In sum, if the policy provisions at issue are unambiguous, they will be enforced as written; and, if the policy provisions are ambiguous, they must be construed strictly against the insurance company and in favor of the insured. Therefore, any discovery pertaining to an insurer’s handling of the claim, an insurer’s interpretation of the policy, and/or the insurer’s marketing and/or business practices, are irrelevant to a determination of whether the damages at issue fall within the terms of the policy’s coverage, and an insurer should move for a protective order as to any request for such discovery. See Allstate Ins. Co. v. Swain, 921 So.2d 717, 719 (Fla. 3d DCA 2006) (quashing orders which compelled discovery concerning, inter alia, drafting, marketing and interpretation of insurance policy, holding that construction of policy is a matter of law and if it is ambiguous, the ambiguity will be resolved against the insurer; therefore, the requested discovery was “completely unnecessary to the determination of the coverage issue.”); 


Additionally, an insurance carrier should seek a protective order as to any request for deposition of its Corporate Representative which seeks information as to the insurer’s handling of the claim, an insurer’s interpretation of the policy, and/or the insurer’s marketing and/or business practices. See Accord Deni Assoc. of Florida, Inc. v. State Farm Fire & Cas. Ins. Co., 711 So.2d 1135 (Fla.1998). See Diamond State Ins. Co. v. His House, Inc., No. 10-20039-CIV, 2011 WL 146837, at *4 (S.D. Fla. Jan. 18, 2011)(Holding that deposition of insurer’s corporate representative on topics such as policies, issuance and procurement of policies, underwriting considerations, application for insurance, and handling of claim, are irrelevant to the resolution of this declaratory action on insurance coverage, and denying motion to compel deposition). 

Because declaratory actions are based on the policy language, the deposition of an insurance carrier’s corporate representative is often prohibited. See, Am. Empire Surplus Lines Ins. Co. v. The Warehousing Co., Case No. 13-14028-CIV-Moore/Lynch, 2013 WL 12182045 (S.D. Fla.

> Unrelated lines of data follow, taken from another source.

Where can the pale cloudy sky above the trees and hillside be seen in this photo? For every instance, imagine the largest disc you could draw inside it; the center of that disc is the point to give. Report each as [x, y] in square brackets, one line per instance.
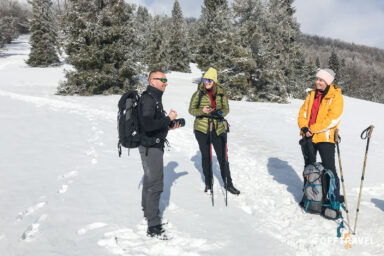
[357, 21]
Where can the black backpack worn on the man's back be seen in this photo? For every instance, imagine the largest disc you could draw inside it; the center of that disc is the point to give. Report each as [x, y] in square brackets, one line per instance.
[128, 121]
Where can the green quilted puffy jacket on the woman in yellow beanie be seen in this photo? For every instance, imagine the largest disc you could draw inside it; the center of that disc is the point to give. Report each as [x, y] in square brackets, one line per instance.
[201, 121]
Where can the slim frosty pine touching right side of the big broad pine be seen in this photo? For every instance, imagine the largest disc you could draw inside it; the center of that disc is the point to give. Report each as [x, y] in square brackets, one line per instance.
[143, 24]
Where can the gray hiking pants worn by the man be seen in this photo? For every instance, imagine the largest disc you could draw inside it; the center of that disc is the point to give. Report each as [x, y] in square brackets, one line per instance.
[153, 183]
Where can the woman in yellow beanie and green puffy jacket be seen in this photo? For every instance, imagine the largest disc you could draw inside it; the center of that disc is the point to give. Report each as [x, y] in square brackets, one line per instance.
[209, 104]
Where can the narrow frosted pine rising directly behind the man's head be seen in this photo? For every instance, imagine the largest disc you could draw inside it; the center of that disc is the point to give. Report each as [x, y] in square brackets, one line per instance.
[159, 44]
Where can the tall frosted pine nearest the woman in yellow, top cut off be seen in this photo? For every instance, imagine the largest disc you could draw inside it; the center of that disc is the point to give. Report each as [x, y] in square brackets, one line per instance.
[278, 51]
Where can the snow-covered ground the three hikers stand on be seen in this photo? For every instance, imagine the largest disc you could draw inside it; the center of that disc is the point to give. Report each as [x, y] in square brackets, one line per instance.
[64, 191]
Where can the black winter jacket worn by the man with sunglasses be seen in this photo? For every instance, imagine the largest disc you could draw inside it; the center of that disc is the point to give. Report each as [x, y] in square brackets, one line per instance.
[153, 120]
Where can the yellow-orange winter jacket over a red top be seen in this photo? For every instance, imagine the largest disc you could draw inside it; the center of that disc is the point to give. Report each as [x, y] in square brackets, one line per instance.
[328, 117]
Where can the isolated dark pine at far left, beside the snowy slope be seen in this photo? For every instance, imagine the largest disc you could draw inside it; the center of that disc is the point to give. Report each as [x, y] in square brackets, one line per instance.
[43, 38]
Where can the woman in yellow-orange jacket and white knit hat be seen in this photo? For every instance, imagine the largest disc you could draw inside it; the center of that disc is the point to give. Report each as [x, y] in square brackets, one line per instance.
[318, 119]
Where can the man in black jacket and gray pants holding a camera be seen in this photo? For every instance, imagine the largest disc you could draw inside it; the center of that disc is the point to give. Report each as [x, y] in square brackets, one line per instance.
[154, 126]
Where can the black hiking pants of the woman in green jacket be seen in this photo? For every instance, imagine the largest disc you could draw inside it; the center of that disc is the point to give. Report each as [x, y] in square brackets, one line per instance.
[220, 146]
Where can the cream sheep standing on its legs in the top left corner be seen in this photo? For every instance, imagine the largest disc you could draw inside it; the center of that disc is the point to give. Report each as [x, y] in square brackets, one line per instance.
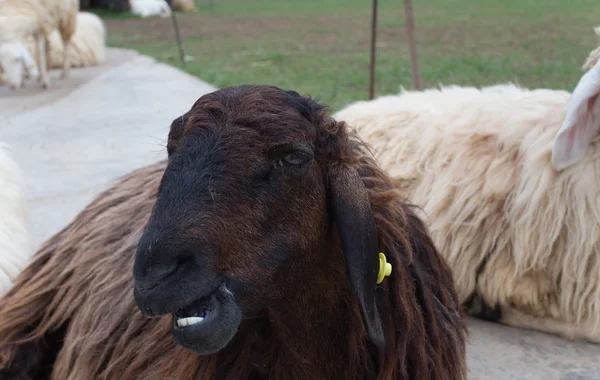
[20, 19]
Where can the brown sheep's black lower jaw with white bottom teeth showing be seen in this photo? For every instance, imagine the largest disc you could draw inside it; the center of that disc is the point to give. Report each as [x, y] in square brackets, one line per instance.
[207, 325]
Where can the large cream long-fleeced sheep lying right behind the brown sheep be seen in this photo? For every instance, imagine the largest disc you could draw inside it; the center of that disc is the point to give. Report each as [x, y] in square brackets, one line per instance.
[508, 180]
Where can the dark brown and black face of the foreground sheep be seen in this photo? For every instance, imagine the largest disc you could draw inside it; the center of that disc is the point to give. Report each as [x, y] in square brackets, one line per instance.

Nov. 27, 2013)(explaining that deposition should not go forward and protective order appropriate, when requesting party failed to show the corporate representative would have new information to underlying facts.) 


Therefore, all insurance professionals and counsel representing insurance professionals should keep this in mind if you receive request for any such discovery in your declaratory judgment actions.